Strategy Pattern: Interchangeable Algorithms
Strategy Pattern: Interchangeable Algorithms
The Strategy Pattern is a behavioral design pattern that lets you define a family of algorithms, put each of them into a separate class, and make their objects interchangeable.
🏗️ The Problem
Imagine you are building a payment system. Initially, you only support Credit Card payments. Later, you need to add PayPal and Google Pay.
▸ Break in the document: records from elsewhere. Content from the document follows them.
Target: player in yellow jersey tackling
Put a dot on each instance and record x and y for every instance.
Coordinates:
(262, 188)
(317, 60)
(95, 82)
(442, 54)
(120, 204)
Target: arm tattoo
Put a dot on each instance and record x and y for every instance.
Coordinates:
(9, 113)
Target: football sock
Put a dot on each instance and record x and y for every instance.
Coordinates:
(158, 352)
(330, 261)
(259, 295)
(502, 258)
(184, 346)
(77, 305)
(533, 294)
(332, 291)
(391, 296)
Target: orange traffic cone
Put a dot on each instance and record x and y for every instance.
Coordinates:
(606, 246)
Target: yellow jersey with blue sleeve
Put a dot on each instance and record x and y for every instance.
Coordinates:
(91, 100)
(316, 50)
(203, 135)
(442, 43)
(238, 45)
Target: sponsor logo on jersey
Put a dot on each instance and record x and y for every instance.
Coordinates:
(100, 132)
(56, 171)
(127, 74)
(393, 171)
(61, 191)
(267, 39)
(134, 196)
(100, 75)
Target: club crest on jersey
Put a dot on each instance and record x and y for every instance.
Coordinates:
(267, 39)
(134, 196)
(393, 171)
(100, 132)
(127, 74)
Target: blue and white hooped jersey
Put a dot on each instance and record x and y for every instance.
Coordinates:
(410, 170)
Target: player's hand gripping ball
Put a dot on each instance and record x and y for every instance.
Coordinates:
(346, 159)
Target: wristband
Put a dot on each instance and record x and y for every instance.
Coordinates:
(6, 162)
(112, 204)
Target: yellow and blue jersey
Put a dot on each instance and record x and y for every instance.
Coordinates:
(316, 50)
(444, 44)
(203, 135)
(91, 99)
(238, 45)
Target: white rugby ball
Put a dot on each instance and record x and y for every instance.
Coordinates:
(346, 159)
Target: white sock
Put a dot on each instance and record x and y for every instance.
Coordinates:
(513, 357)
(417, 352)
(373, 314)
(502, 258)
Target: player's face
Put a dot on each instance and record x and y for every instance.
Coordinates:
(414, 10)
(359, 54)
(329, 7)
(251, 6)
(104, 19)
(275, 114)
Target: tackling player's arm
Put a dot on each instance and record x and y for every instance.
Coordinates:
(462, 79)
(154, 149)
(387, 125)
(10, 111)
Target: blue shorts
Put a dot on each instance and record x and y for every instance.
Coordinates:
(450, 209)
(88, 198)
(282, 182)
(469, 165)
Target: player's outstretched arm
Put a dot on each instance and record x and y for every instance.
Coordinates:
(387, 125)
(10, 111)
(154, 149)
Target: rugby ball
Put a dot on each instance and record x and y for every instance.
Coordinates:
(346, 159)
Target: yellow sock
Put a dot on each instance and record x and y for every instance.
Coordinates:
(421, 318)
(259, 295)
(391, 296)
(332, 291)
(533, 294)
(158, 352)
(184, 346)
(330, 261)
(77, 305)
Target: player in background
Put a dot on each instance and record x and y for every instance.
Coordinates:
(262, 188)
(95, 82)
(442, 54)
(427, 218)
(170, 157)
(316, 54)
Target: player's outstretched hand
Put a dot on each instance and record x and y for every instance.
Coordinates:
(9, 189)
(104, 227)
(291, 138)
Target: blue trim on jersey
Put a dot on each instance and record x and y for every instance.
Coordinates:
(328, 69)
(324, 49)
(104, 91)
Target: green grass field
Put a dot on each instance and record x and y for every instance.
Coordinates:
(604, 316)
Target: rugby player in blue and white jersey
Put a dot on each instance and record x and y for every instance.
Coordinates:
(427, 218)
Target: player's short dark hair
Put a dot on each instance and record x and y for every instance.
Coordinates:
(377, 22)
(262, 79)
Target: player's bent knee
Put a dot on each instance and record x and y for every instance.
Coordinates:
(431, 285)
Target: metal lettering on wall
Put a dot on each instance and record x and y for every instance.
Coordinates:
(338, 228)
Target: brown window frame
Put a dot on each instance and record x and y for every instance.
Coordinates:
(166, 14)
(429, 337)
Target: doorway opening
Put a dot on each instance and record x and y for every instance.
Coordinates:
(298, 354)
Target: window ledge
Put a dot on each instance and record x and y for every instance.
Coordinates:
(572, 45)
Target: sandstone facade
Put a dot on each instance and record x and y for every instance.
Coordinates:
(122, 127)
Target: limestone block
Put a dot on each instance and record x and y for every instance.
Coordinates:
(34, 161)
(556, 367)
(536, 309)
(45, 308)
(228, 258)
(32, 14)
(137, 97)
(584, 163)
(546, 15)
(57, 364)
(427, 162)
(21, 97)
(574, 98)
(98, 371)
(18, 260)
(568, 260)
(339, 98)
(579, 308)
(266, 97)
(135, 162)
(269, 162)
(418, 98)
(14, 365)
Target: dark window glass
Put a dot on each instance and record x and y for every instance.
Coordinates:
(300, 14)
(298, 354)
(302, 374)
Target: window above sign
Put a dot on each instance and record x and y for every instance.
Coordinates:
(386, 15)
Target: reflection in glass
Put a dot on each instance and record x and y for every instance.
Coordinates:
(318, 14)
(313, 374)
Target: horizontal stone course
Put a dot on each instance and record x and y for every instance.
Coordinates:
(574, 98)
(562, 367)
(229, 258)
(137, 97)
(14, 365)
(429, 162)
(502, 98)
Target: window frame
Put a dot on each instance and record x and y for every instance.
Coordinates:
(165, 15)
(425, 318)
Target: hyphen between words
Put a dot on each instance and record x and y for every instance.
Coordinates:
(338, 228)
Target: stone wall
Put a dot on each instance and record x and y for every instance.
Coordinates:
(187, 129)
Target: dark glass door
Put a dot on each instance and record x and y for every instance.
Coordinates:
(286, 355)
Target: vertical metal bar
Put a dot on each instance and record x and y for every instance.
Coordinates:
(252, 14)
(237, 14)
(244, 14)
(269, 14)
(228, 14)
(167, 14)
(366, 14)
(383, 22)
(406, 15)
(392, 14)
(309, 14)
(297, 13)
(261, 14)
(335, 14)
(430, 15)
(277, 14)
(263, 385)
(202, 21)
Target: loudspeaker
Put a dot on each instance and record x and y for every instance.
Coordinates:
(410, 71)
Without the Strategy pattern, your code would be filled with if-else or switch statements, making it hard to maintain and extend.
🚀 The .NET Implementation
In .NET, the Strategy pattern is often implemented using interfaces and dependency injection.
1. The Strategy Interface
public interface IPaymentStrategy
{
void Pay(decimal amount);
}2. Concrete Strategies
public class CreditCardPayment : IPaymentStrategy
{
public void Pay(decimal amount)
{
Console.WriteLine($"Paying {amount:C} using Credit Card.");
}
}
public class PayPalPayment : IPaymentStrategy
{
public void Pay(decimal amount)
{
Console.WriteLine($"Paying {amount:C} using PayPal.");
}
}3. The Context (Payment Processor)
public class PaymentContext
{
private IPaymentStrategy _paymentStrategy;
public void SetPaymentStrategy(IPaymentStrategy strategy)
{
_paymentStrategy = strategy;
}
public void ProcessPayment(decimal amount)
{
_paymentStrategy.Pay(amount);
}
}🛠️ Real-World Usage (Client)
var context = new PaymentContext();
// Pay with Credit Card
context.SetPaymentStrategy(new CreditCardPayment());
context.ProcessPayment(100.00m);
// Change to PayPal dynamically
context.SetPaymentStrategy(new PayPalPayment());
context.ProcessPayment(50.00m);💡 Why use Strategy?
- OCP (Open/Closed Principle): You can add new payment methods without changing existing code.
- Testing: You can easily mock different strategies for unit testing.
- Runtime Flexibility: Switch algorithms on the fly based on user choice or environment.